Prasugrel / Effient Approved by FDA
Eli LillyAfter a year-and-a-half of review, amid concerns over potentially serious bleeding complications, the FDA today approved Eli Lilly's blood thinner Prasugrel as a drug "to reduce the risk of blood clots from forming in patients who undergo angioplasty" (it will be marketed in the U.S. as Effient). Prasugrel will now be an alternative to Bristol-Myers Squibb's Plavix, although the FDA approval comes with a "black box warning" to physicians to be aware of potentially fatal bleeding complications -- this warning would ostensibly alert physicians to monitor patients carefully. Prasugrel was shown in studies of over 13,000 patients to prevent more heart attacks than Plavix, although there was more internal bleeding.

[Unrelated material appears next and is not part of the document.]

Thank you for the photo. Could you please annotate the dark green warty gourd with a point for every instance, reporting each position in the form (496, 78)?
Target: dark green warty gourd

Drug-eluting stentIt remains to be seen what the availability of prasugrel will mean for stent patients. Currently, patients receiving drug-eluting stents are given Dual AntiPlatelet Therapy (DAPT) which is aspirin for life and Plavix for a year or more. There have been a number of studies regarding the optimum length for DAPT: some have shown no benefit beyond six months, others indicate increased benefit and protection against late stent thrombosis; one observational study from the VA even noted that that there may be a "Plavix-rebound" effect, a doubling of heart attack or death within 90 days after stopping Plavix. Furthermore, some patients have been shown to be "Plavix-resistant" and, as such, are at higher risk for stent thrombosis. Given the number of sessions at national cardiology meetings on these issues, how prasugrel / Effient fits into post-stent therapy will no doubt be the subject of much debate.

Effient is manufactured by Eli Lilly and Company of Indianapolis, in partnership with Tokyo-based Daiichi Sankyo Ltd.

Late Update: Here's part of the statement from the FDA:

Effient was studied in a 13,608-patient trial comparing it to the blood-thinning drug, Plavix (clopidogrel), in patients with a threatened heart attack or an actual heart attack who were about to undergo angioplasty.

The fraction of patients who had subsequent non-fatal heart attacks was reduced from 9.1 percent in patients who received Plavix to 7.0 percent in patients who received Effient.While the numbers of deaths and strokes were similar with both drugs, patients with a history of stroke were more likely to have another stroke while taking Effient. In addition, there was a greater risk of significant, sometimes fatal bleeding seen in patients who took Effient.

“Effient offers physicians an alternative treatment for preventing dangerous blood clots from forming and causing a heart attack or stroke during or after an angioplasty procedure,” said John Jenkins, M.D., director of the Office of New Drugs, in the FDA’s Center for Drug Evaluation and Research.“Physicians must carefully weigh the potential benefits and risks of Effient as they decide which patients should receive the drug.”

The drug’s labeling will include a boxed warning alerting physicians that the drug can cause significant, sometimes fatal, bleeding. The drug should not be used in patients with active pathological bleeding, a history of mini-strokes (transient ischemic attacks) or stroke, or urgent need for surgery, including coronary artery bypass graft surgery.